Would that suit everyone?

StillHappy · 07/08/2022 15:29

ChristinePerfect · 07/08/2022 15:26

Maybe we don't need a third space, two spaces could be sufficient.
One space is for females only, that's it.
The second space is for everyone else, transmen, transwomen, gender-fluid, non-binary, multi-gender, people who don't care, people who picked this space because it's got the shortest queue, and males.

Would that suit everyone?

It would suit everyone except men who want to use the female facilities for reasons of voyeurism, intimidation or a few paraphilias.

If trans activism was really about the safety and dignity of trans people then it’d be a great idea. That it is seen as unacceptable suggests something else going on.

LK1972 · 07/08/2022 15:36

ChristinePerfect · 07/08/2022 15:26

Maybe we don't need a third space, two spaces could be sufficient.
One space is for females only, that's it.
The second space is for everyone else, transmen, transwomen, gender-fluid, non-binary, multi-gender, people who don't care, people who picked this space because it's got the shortest queue, and males.

Would that suit everyone?

This second space can be communal or private cubicles only, up to provider/all these users' preferences, via government or user consultation if necessary Smile

Meanwhile, the seeming majority of women who don't want to strip naked with males will have a safe and private provision, with other women (as has always perfectly fine for a large majority of women).

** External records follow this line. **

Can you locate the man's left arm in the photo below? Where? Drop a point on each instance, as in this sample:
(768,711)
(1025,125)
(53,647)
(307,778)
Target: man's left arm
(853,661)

The women who don't care about it can change in the men's (although you'll find a majority of men don't actually want naked women in their changing rooms either!), but that's not my business, so I'll butt out at the arrangements people will come up with.

Great solution I reckon!

QuebecBagnet · 07/08/2022 15:54

User15 · 07/08/2022 10:43

I understand the fear and nervousness - but so many of you are being unkind. Encountering trans women in real life might still be a new or uncommon experience for you. You're taken aback. You've reacted in fear. You're mentally checking your safe and have sufficient control.

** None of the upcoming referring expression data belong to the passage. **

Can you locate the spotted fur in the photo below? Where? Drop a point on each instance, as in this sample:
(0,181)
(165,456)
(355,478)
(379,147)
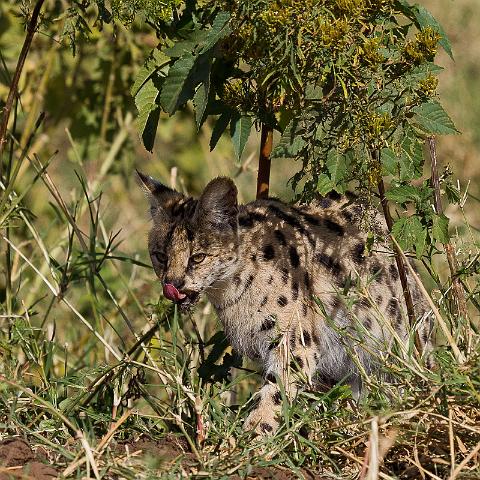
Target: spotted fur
(293,285)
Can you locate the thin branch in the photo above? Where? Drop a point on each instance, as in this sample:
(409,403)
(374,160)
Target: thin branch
(399,260)
(264,161)
(31,29)
(457,290)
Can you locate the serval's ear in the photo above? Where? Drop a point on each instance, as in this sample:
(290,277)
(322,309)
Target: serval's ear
(162,198)
(217,206)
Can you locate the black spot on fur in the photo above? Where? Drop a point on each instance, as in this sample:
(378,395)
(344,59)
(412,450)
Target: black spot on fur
(294,258)
(328,262)
(294,291)
(334,195)
(392,308)
(334,227)
(271,378)
(292,221)
(376,271)
(248,219)
(280,237)
(268,252)
(190,234)
(335,303)
(249,281)
(267,324)
(274,344)
(393,271)
(307,339)
(325,202)
(347,215)
(311,219)
(306,280)
(296,363)
(282,300)
(357,253)
(425,335)
(265,427)
(245,221)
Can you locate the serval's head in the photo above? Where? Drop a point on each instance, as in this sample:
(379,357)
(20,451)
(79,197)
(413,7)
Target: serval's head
(193,243)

It's good you've come on here to talk about it, and think through the situation rather than react unkindly towards a person going about their daily lives.

A trans woman can use women's spaces.

A trans man can use men's spaces.

Everyone can use a unisex changing village (separate cubicles).

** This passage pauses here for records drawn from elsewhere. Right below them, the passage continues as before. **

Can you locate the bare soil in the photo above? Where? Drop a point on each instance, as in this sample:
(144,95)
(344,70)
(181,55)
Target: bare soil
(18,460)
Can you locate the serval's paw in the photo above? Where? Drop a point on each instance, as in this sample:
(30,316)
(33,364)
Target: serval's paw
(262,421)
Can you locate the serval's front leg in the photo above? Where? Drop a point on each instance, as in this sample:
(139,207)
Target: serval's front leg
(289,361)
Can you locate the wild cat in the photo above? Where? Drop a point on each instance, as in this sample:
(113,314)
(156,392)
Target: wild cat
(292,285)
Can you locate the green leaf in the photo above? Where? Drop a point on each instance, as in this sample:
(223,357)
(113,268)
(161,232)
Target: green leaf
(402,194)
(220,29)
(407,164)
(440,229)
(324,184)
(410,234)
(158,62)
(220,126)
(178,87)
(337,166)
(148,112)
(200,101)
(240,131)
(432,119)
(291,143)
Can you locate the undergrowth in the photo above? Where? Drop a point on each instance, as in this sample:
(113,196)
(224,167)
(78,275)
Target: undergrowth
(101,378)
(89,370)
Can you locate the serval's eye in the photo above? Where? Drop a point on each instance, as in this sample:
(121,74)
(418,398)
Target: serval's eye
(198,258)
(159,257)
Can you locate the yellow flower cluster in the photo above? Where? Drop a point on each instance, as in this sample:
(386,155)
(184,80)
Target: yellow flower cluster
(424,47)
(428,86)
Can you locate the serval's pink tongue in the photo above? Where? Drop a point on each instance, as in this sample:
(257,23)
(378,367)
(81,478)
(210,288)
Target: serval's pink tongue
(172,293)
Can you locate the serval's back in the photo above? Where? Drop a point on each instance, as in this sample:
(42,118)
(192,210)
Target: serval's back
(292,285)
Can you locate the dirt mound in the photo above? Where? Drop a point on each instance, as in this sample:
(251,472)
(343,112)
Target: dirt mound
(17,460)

In time you'll see there's nothing to fear. They're just people living their life consciously. Be kind. Support safe spaces for the transgender community by sharing the gendered spacing.

Don't be disrespectful to transgender people.

Maybe the trans community should be kind and support safe spaces for women? Just a thought. 🤷‍♀️ Why do you expect women to shut up and pt up with something which has been proven to make them less safe.? Allowing people with penises into women’s spaces is less safe, there are documented attacks. What about the transwoman who was allowed in a female prison and raped women?

QuebecBagnet · 07/08/2022 15:56

ChristinePerfect · 07/08/2022 15:26

Maybe we don't need a third space, two spaces could be sufficient.
One space is for females only, that's it.
The second space is for everyone else, transmen, transwomen, gender-fluid, non-binary, multi-gender, people who don't care, people who picked this space because it's got the shortest queue, and males.

Would that suit everyone?

Sadly it wouldn’t suit everyone. Because it wouldn’t give some individuals the validation they crave.